Not really. There's some targets that do require that level of fire power, mainly planets with planetary shields, that can also have huge planetary defensive turbo lasers and ion cannons batteries. Enemy fleets could slip in and out, while the planet is nearly impenetrable, hence why just flat out destroying it is a better answer.
@@Innuendoes True, but do note that Thrawn got around the planetary shields though subterfuge at Battle at Ukio, so there's definitely ways to get around the shield without a super weapon.
For the sequel trilogy, it's just more examples of lazy story writing. In the originals, at least George Lucas was telling a story that resonated with the audience. We were a quarter of a century into the Cold War. The Cuban Missile Crisis was 15 years earlier. The threat of total annihilation from powerful weapons was real. It meant something to the people in the theaters because it was lived experience. The sequel trilogy had a chance to explore new settings, characters, and plots. Artificial Intelligence, Drone warfare, and Climate change are all modern analogues to nuclear weapons that could have been woven into the movies in some form by clever story writers. Instead, all we got was a rehash of a four decade old story that had already been told better. What a waste.

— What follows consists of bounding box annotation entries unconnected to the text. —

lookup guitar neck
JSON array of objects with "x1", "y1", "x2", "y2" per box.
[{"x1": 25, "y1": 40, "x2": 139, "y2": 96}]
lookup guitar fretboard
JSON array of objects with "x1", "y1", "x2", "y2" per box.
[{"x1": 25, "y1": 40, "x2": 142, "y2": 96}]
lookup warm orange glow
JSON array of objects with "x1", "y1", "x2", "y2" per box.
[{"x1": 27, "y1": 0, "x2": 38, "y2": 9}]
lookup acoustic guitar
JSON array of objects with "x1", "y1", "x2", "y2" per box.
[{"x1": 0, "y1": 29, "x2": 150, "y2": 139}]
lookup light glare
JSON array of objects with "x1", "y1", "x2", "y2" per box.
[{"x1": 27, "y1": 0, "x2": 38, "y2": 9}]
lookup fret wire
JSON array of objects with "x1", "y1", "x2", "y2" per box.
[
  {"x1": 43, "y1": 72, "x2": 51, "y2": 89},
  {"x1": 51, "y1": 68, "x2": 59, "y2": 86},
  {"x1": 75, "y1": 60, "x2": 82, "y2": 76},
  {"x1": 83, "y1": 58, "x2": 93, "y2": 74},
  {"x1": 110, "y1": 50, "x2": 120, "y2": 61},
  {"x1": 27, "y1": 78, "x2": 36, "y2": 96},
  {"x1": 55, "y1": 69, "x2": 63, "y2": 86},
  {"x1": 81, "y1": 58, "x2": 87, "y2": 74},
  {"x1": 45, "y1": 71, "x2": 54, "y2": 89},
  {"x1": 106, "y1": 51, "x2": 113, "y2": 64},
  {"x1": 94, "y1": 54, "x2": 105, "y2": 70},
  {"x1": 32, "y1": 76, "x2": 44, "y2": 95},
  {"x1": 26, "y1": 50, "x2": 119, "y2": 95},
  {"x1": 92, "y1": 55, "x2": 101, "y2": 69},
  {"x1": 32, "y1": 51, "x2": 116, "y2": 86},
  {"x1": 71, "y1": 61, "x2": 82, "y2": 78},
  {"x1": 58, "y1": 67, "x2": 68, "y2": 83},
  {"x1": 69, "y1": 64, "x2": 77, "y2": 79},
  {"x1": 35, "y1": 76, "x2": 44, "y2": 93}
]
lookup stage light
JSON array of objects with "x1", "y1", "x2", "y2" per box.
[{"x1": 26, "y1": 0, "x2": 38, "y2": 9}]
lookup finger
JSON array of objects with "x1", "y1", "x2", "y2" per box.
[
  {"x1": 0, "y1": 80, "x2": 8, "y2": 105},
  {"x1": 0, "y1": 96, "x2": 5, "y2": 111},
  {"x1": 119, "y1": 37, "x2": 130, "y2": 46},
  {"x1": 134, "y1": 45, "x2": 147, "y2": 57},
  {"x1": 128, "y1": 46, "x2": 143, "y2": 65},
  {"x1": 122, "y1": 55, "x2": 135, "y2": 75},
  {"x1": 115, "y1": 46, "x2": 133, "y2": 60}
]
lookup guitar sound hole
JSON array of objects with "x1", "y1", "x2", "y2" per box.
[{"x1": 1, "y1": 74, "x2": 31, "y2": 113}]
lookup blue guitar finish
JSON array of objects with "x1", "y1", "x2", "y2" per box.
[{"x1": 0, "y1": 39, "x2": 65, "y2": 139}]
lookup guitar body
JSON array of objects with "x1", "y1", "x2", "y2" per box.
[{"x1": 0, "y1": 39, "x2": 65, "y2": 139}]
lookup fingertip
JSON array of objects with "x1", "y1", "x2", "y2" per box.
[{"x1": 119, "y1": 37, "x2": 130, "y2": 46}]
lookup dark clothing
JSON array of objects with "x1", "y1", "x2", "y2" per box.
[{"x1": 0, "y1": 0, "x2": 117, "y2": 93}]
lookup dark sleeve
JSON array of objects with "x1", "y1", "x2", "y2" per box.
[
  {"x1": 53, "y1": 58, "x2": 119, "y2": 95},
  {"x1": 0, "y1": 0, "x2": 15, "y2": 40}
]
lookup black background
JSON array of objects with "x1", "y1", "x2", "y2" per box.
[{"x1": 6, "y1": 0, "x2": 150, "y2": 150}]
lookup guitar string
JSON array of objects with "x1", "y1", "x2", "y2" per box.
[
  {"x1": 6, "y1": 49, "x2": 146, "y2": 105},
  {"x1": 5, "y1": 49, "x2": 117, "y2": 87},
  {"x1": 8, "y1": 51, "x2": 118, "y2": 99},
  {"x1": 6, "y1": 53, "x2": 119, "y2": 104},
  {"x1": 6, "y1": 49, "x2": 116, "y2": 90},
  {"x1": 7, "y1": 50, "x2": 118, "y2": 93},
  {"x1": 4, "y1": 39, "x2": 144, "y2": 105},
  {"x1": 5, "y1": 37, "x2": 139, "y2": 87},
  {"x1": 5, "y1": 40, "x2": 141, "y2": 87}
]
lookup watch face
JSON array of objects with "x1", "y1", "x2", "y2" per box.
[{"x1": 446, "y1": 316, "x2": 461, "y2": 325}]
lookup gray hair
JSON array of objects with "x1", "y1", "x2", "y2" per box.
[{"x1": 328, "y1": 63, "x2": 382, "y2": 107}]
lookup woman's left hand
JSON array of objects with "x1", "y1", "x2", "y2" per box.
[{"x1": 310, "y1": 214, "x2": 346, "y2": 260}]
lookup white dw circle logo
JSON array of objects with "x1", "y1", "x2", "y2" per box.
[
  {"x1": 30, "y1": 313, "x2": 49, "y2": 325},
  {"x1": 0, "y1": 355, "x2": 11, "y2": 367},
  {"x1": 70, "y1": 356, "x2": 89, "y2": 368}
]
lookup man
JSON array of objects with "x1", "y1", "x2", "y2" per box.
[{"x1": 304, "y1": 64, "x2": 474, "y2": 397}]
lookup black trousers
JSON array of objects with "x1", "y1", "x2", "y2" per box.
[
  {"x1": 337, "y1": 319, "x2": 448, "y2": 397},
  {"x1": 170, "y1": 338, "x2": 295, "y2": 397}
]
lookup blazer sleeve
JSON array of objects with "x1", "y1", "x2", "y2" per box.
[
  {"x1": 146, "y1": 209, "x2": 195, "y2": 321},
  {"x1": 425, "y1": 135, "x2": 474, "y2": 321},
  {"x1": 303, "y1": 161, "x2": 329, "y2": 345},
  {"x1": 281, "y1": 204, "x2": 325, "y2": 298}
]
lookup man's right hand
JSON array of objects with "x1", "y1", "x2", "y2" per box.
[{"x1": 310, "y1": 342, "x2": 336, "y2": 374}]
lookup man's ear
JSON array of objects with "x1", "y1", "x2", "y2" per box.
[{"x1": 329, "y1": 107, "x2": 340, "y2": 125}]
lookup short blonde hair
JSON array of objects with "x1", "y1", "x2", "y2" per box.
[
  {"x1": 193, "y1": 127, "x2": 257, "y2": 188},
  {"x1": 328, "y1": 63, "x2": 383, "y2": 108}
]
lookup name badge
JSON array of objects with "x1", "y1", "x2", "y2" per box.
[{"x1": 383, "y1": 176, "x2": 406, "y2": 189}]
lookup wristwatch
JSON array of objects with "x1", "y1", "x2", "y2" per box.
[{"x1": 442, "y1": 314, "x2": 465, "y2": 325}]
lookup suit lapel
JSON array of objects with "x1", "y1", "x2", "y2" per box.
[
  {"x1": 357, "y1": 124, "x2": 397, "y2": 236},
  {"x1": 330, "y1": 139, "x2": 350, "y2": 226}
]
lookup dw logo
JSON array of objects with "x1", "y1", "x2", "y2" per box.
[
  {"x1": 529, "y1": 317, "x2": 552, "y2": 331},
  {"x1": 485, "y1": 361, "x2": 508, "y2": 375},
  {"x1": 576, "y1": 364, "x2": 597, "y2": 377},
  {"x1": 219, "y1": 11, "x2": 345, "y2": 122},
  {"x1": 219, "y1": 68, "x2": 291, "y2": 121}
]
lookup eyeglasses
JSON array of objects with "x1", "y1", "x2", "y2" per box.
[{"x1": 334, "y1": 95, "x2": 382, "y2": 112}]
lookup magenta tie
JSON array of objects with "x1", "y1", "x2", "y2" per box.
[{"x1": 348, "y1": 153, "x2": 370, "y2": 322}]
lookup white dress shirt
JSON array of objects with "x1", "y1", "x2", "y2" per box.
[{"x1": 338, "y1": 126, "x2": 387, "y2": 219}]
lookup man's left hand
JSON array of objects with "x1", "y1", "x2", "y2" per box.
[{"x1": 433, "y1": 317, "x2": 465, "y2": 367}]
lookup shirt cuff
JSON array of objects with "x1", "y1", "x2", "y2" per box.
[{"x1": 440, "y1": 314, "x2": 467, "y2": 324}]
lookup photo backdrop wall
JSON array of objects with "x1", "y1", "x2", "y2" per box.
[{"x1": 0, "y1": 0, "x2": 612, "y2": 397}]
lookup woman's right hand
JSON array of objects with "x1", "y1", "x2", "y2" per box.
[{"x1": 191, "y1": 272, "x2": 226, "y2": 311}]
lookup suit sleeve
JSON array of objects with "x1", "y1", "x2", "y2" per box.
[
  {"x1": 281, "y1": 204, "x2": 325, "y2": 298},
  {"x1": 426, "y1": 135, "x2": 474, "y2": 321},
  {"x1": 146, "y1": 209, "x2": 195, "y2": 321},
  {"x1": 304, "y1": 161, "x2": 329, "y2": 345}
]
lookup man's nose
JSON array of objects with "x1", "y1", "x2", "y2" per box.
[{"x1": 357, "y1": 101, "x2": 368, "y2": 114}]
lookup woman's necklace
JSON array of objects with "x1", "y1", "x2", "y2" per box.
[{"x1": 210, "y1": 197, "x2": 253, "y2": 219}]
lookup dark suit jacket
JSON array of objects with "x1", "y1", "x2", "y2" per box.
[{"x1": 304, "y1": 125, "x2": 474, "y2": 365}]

@@mr.fantastic6568 i think op is talking about how experminetal and advance drone and ai considering how incompentent the droid army was, but it mass production was impressive, that and ai is way too emotional to be really ai, which never gets explored combined these too into a massive compentet droid army that can easily mass produced and can be explored about their humanity(we can take from the old cannon/legends and based off the droids the Yuuzhan Vong fought and fleed from it also ties to more modern questions of ai and its relation to humanity and how dangerous it can be as well as continuation of lucas theme of weapons of mass desturction combined with more modern issues, could have been interesting which is what op was talking about how none of this could have been explored but wasn't due to incompetence(it doesnt' have to follow this but something interesting not fucking star wars 4-6 again)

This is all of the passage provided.